Ana swung her flashlight around to see if it was still there, and froze as she discovered what squatted between the In and the Out halls: the puppet’s prize corner. Most of the shelves were empty, scavenged by brave looters over the years, but a few remained. Cheap plastic top hats. Child-sized bibs with Chica’s face on them, her happy smile made crazed and ghoulish by grime and time. Paper pirate hats and eyepatches in either pink or black. Rotted-cloth bunny ears in fake-Bonnie blue. And below them all, wrapped in a dull red ribbon, the puppet’s box.
Ana moved past Mike, circling the prize counter as much as she could, seeking and ultimately not finding any way for a person to get in, apart from climbing over the counter. So she did.
Mike didn’t try to stop her, didn’t say anything at all. He watched, his light fixed on her while hers stayed fixed on that giant gift-box, now greyed and grimed.
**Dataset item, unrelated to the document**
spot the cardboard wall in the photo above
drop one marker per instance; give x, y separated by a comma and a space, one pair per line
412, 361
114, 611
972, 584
The lid was closed and at one point, it seemed to have been nailed shut all the way around the top, but the nails had been pulled and there was a splintered place where a lockplate had been chipped out. When she lifted the lid and peered over the edge of the box’s high side, she could see the puppet’s spring-loaded seat, the spring rusted into tight coils, but no marionette.
“Feel better?” Mike asked.
She did, a little. No, tell the truth and shame the Devil, a lot.
He didn’t press her for an answer, just waited for her to climb back over the counter before he turned his flashlight out over the dining area.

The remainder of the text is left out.